Весьма причудливые доказательства ее существования.
Несмотря на это, не поехать я не мог.
На вокзале в Риге сразу пересел в электричку и через минут сорок вышел на маленькой уютной станции.
Лето того года выдалось долгим, и аллея, ведущая в центр пригорода, плотно заплела небо тусклым золотом еще живых, сочных листьев.
Городок казалось вымершим, лишь кое-где на аккуратных лужайках перед коттеджами тлели очаги.
Зашел в небольшое пустое кафе.
Звякнули китайские подвески, и ко мне выкатилась полная белокурая дама с широко расставленными глазами и курносым носом, тщательно оглядела с ног до головы.
— Лаб диен! — сказал я, соображая, не лучше ли перейти на английский, ведь это было все, что мог сказать по-здешнему.
— Добрый день, — улыбнулась она. — Что господин желает?
Господин пожелал кофе, бутерброд и сто граммов коньяка.
— Вы откуда?
Я ответил.
— Наверное, приехали в гости? — спросила хозяйка, готовя кофе.

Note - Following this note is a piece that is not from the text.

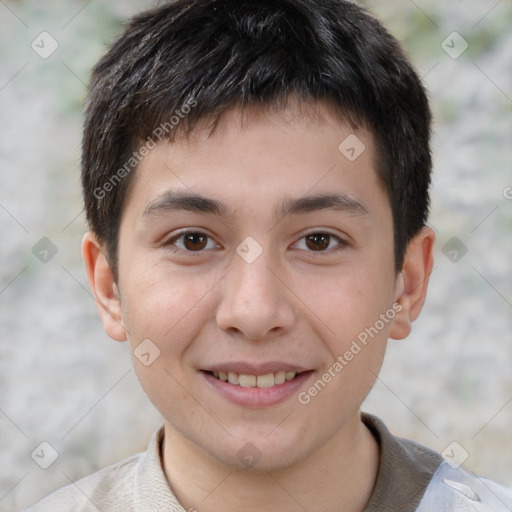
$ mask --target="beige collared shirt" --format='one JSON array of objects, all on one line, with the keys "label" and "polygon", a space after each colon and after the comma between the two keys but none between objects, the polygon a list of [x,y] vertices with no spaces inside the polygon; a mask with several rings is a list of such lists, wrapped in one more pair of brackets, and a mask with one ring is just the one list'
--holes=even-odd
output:
[{"label": "beige collared shirt", "polygon": [[[362,419],[380,447],[377,481],[363,512],[512,510],[508,490],[451,467],[428,448],[392,436],[374,416],[363,413]],[[193,512],[179,504],[165,477],[162,440],[163,427],[144,453],[67,485],[25,512]]]}]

Я сказал, что она права, и расспросил, как дойти до санатория.
Больше она меня не беспокоила.
Я пил кофе и размышлял, как подкатиться к главному врачу, как повести разговор и вообще примет ли он меня, если есть какие-то указания относительно несанкционированных свиданий пациентов.
Оставив на столе два евро, вышел и направился по указанному адресу.
Санаторий располагался в сосновом лесу. Я обошел весь коттедж по периметру забора, увязая ногами в мягком ковре из сосновых игл. Аромат стоял одуренный!
В какой- то момент я подумал, что и сам был бы не против отлежаться здесь хоть пару недель, в этой ароматной тишине.
Санаторий был небольшой, двухэтажный, с маленькими белыми окнами, террасой, на которой стояли высокие деревянные кресла, во дворе — несколько белых беседок и каменный «сад» в японском стиле.
Был обеденный час, и здесь, как и во всем городе, стояла мертвая тишина.
Я пошел по тропинке, и шорох гравия под ногами отозвался в тишине горным камнепадом.
Разговор с директором санатория господином Валдисом оказался, несмотря на мои опасения, достаточно легким.
Он сообщил, что срок уплаты за пребывание госпожи Тенецкой закончился полгода назад и пока никаких денежных поступлений не было. Теперь, мол, они сами не знают, что с ней делать, ведь на запрос о продлении содержания пациентки никакого отклика не получено. И если так будет продолжаться, они будут вынуждены отправить ее в другое место. Депортировать. Или поместить в дом скорби…
Стало понятно: ее выбросили! Если принимать во внимание обновленный сленг в свете времени, который наступил в моей стране, — «кинули». Итак, я прибыл вовремя.
И, кажется, господин Валдис вздохнул с облегчением. Предложил подождать свидания в беседке, пока не закончится обед.
Я пошел в беседку, белевшую среди сосен.
Успел судорожно выкурить пять сигарет, ожидая встречи и рисуя в воображении сотни различных вариантов этого «свидания». Так сосредоточился, что когда поднял глаза — она уже стояла напротив меня.
В цветастом флисовом халате, в тапочках на босу ногу, с короткой «мальчишеской» стрижкой. Руки — в карманах. Необычная прическа и болезненная худоба делали ее непознаваемой, молодой, совсем другой. И… очень похожей на Лику.
Мы молчали, рассматривая друг друга.
Вероятно, годы, прошедшие с последней встречи, сделали свое дело и в отношении меня.
Затем она сгребла со скамейки листья и села напротив.
Чтобы что-то сделать для начала разговора, я протянул ей сигареты, но она отрицательно покачала головой.
Пока я размышлял, с чего начать беседу, она опередила меня.
Своим глуховатым голосом, который ничуть не изменился, сказала:
— Она… нашлась…
В ее интонации не было ни вопроса, ни утверждения.
— Да, — сказал я.
— Она… жива…
Опять — бесцветно, как говорит человек, который не хочет услышать плохих новостей.